Background & aims: Pancreatic ductal adenocarcinoma (PDAC) is a highly aggressive tumor that is almost uniformly lethal in humans. Activating mutations of KRAS are found in >90% of human PDACs and are sufficient to promote acinar-to-ductal metaplasia (ADM) during tumor initiation. The roles of miRNAs in oncogenic Kras-induced ADM are incompletely understood.
Methods: The Ptf1aCre/+; LSL-KrasG12D/+ and Ptf1aCre/+; LSL-KrasG12D/+; LSL-p53R172H/+ and caerulein-induced acute pancreatitis mice models were used. The mir-802 was conditionally ablated in acinar cells to study the function of miR-802 in ADM.
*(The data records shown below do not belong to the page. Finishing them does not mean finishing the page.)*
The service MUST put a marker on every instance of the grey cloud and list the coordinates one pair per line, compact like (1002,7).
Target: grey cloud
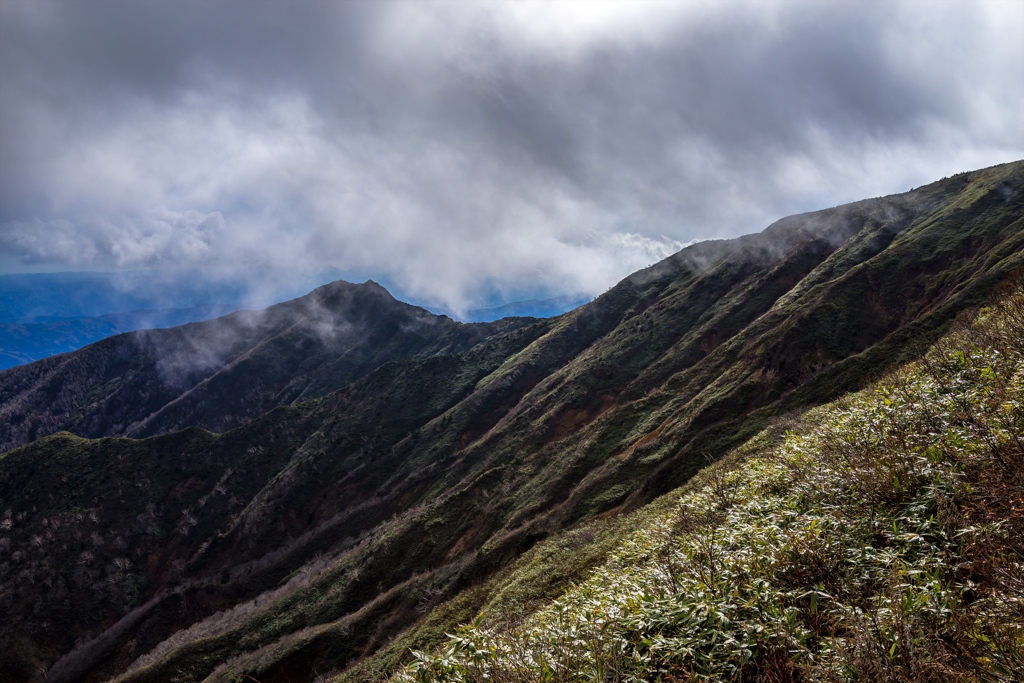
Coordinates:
(458,147)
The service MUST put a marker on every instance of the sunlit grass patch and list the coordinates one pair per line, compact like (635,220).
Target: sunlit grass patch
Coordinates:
(882,542)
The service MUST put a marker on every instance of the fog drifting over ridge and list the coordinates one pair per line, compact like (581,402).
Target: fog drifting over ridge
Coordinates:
(455,148)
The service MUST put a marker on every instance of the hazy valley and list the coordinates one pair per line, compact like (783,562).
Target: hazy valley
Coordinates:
(323,486)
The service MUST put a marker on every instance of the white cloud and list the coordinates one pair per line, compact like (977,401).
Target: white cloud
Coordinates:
(458,150)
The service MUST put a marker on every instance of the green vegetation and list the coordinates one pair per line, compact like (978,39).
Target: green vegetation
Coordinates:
(457,470)
(882,542)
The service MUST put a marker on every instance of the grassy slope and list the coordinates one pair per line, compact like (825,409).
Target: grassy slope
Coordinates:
(882,541)
(426,478)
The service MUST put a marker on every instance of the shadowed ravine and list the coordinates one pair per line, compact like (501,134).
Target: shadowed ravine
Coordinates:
(323,484)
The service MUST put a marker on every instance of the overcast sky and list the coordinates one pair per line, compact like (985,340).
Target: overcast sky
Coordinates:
(456,148)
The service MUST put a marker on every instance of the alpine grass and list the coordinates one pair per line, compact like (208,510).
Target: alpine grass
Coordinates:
(881,540)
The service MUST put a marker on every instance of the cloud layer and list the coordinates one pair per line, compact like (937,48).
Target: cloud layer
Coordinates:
(462,150)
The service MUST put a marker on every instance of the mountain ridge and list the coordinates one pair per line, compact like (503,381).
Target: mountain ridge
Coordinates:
(321,528)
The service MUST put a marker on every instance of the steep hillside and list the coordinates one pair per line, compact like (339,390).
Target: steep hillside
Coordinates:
(310,538)
(222,373)
(880,539)
(25,342)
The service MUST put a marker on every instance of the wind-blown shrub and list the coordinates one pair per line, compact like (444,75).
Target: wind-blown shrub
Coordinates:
(883,542)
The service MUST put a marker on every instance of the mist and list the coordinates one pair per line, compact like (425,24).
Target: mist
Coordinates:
(470,154)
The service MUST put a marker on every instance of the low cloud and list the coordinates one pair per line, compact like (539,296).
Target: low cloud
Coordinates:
(465,152)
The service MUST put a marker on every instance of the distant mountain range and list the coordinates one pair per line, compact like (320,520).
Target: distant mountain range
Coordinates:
(46,336)
(530,308)
(42,314)
(316,489)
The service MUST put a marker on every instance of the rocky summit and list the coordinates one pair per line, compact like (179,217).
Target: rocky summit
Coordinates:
(330,488)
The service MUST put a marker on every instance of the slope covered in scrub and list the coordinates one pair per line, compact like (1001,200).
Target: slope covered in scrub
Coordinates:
(333,535)
(881,540)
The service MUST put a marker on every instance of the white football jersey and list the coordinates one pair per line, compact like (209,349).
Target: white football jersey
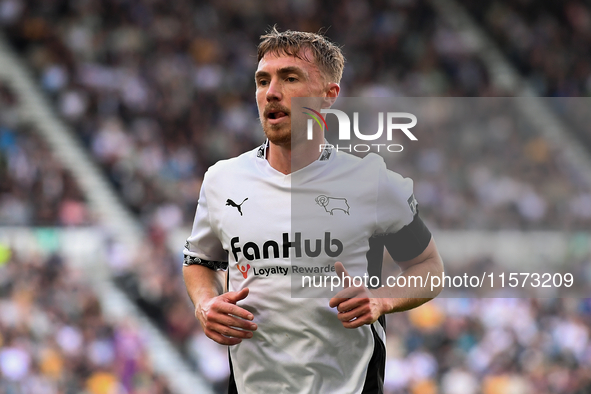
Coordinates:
(271,229)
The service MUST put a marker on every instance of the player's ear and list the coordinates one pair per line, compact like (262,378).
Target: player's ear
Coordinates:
(332,93)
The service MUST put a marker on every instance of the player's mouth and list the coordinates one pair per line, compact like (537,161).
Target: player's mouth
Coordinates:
(275,116)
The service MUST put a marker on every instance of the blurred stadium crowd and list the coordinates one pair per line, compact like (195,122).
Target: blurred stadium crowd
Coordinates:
(35,189)
(159,90)
(54,338)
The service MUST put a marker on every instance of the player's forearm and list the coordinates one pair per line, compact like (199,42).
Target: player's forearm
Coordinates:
(203,283)
(416,292)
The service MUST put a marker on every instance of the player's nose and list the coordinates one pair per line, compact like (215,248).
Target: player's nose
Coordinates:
(274,91)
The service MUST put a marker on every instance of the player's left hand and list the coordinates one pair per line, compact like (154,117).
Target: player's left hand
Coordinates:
(357,306)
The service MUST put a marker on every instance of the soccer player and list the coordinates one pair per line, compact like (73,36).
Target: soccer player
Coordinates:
(244,249)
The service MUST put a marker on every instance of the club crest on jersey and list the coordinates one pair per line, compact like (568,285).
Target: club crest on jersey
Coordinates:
(243,269)
(231,203)
(331,204)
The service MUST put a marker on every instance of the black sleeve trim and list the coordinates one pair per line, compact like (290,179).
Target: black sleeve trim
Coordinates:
(214,265)
(409,242)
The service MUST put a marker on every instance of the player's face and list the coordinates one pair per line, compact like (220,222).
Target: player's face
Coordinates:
(278,79)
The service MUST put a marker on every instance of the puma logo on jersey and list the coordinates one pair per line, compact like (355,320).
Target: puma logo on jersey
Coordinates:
(331,204)
(237,206)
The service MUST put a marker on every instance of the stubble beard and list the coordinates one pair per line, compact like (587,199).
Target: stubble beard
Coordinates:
(278,134)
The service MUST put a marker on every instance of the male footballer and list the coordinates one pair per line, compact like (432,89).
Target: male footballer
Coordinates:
(244,247)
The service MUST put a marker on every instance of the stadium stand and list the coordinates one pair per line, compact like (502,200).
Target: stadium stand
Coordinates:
(118,72)
(54,337)
(35,188)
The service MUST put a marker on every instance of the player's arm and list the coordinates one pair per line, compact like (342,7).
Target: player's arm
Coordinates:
(221,319)
(416,253)
(204,272)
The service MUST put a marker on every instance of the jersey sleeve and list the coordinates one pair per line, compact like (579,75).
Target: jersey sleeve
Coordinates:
(403,232)
(396,204)
(204,247)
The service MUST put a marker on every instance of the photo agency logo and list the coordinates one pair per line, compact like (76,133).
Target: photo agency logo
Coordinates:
(394,122)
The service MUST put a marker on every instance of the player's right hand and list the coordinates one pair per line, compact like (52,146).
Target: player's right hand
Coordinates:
(224,321)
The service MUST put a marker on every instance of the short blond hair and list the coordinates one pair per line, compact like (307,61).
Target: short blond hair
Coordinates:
(327,56)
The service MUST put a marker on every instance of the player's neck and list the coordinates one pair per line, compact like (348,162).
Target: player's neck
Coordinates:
(288,159)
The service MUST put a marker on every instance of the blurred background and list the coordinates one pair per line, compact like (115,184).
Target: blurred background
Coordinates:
(112,110)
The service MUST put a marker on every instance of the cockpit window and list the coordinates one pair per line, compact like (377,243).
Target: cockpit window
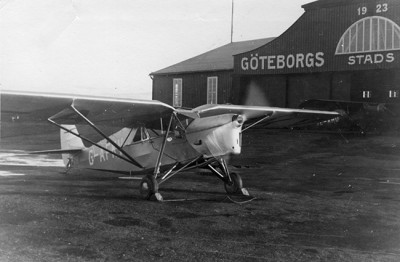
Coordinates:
(141,135)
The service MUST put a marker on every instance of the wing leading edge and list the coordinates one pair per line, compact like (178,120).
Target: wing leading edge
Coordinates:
(115,112)
(276,117)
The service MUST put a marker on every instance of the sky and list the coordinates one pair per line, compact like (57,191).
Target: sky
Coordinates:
(109,47)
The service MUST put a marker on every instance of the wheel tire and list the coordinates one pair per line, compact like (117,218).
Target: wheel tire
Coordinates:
(148,187)
(235,186)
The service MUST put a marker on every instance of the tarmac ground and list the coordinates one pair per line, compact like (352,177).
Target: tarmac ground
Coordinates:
(316,197)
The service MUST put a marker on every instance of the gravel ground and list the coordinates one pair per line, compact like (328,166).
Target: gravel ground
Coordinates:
(317,197)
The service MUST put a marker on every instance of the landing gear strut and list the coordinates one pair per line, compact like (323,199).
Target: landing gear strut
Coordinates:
(232,181)
(149,188)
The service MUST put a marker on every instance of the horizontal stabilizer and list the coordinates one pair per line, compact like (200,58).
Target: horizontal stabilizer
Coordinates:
(57,151)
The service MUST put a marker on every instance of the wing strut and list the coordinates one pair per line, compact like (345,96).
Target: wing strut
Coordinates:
(259,121)
(131,160)
(158,163)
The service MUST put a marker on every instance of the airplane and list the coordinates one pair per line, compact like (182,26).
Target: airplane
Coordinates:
(150,137)
(362,116)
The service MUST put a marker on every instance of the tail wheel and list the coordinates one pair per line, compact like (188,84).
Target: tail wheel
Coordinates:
(148,187)
(234,186)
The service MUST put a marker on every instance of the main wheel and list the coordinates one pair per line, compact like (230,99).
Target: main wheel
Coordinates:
(234,186)
(148,187)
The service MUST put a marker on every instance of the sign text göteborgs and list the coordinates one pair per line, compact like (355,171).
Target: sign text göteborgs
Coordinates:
(271,62)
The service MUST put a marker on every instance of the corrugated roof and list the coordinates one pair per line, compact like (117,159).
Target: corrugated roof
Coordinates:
(217,59)
(331,3)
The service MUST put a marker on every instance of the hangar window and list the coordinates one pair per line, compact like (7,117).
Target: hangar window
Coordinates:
(394,94)
(177,92)
(212,90)
(367,94)
(370,34)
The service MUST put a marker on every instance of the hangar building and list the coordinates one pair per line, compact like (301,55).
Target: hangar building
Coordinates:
(338,49)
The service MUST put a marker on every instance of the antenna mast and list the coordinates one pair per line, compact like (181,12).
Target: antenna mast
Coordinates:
(232,24)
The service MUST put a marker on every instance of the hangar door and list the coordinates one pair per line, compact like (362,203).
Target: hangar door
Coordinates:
(307,86)
(376,86)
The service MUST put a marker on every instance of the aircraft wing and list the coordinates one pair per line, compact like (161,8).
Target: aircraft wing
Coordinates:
(115,112)
(277,117)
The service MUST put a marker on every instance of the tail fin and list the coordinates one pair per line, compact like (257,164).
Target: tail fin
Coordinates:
(70,141)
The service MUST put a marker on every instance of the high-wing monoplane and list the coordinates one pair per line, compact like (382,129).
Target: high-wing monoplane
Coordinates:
(151,136)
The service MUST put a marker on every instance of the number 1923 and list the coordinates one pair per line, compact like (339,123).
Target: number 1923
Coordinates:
(380,8)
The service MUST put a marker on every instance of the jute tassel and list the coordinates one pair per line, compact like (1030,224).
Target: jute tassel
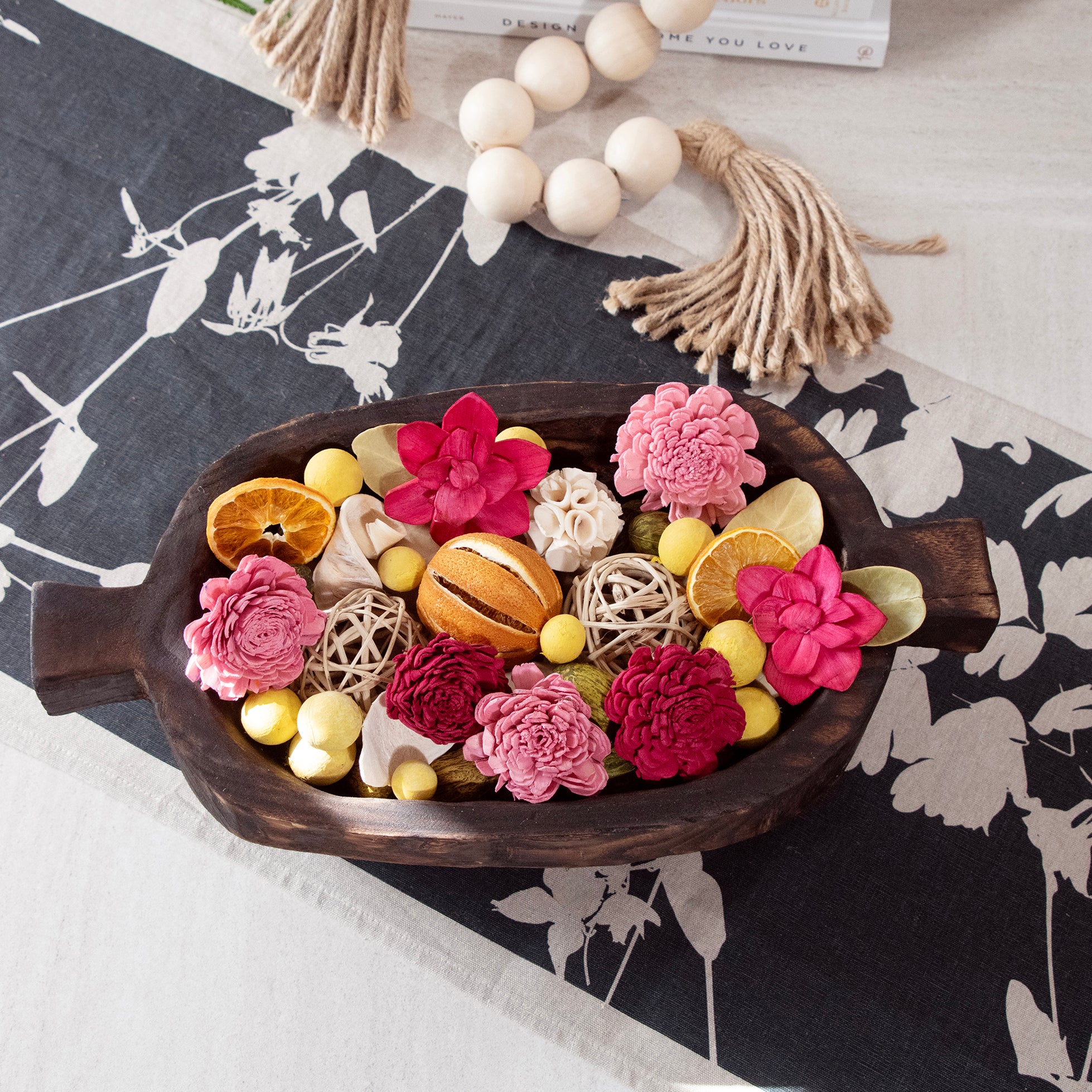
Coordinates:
(792,283)
(349,55)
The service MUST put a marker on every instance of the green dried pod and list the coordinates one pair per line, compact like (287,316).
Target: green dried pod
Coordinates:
(459,780)
(645,531)
(616,766)
(593,684)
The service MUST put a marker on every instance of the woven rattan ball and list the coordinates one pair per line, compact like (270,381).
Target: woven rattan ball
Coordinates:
(364,632)
(627,601)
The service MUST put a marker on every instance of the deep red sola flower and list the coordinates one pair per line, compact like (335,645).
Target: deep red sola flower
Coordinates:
(466,481)
(815,630)
(688,451)
(437,686)
(675,709)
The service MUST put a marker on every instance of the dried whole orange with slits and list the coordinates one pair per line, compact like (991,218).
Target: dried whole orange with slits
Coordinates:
(711,583)
(485,589)
(270,516)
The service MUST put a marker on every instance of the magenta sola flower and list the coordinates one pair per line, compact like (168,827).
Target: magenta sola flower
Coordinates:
(675,710)
(465,479)
(815,630)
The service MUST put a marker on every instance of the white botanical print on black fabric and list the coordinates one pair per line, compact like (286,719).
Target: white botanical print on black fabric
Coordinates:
(183,264)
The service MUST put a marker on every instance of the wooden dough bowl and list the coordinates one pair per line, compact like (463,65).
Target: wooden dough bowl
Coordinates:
(94,646)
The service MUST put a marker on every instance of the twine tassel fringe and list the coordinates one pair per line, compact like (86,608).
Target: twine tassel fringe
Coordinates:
(346,55)
(792,282)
Results: We show that miR-802 is a highly abundant and acinar-enriched pancreatic miRNA that is silenced during early stages of injury or oncogenic KrasG12D-induced transformation. Genetic ablation of mir-802 cooperates with KrasG12D by promoting ADM formation. miR-802 deficiency results in derepression of the miR-802 targets Arhgef12, RhoA and Sdc4, activation of RhoA and induction of the downstream RhoA effectors ROCK1, LIMK1, COFILIN1 and EZRIN, thereby increasing F-Actin rearrangement. miR-802 ablation also activates SOX9, resulting in augmented levels of ductal and attenuated expression of acinar identity genes. Consistent with these findings, we show that this miR-802-RhoA-F-Actin network is activated in biopsies of pancreatic cancer patients and correlates with poor survival.
Conclusions: We show miR-802 suppresses pancreatic cancer initiation by repressing oncogenic Kras-induced ADM. The role of miR-802 in ADM fills the gap in our understanding of oncogenic Kras-induced F-actin reorganization, acinar reprogramming and PDAC initiation. Modulation of the miR-802-RhoA-F-Actin network may be a new strategy to interfere with pancreatic carcinogenesis.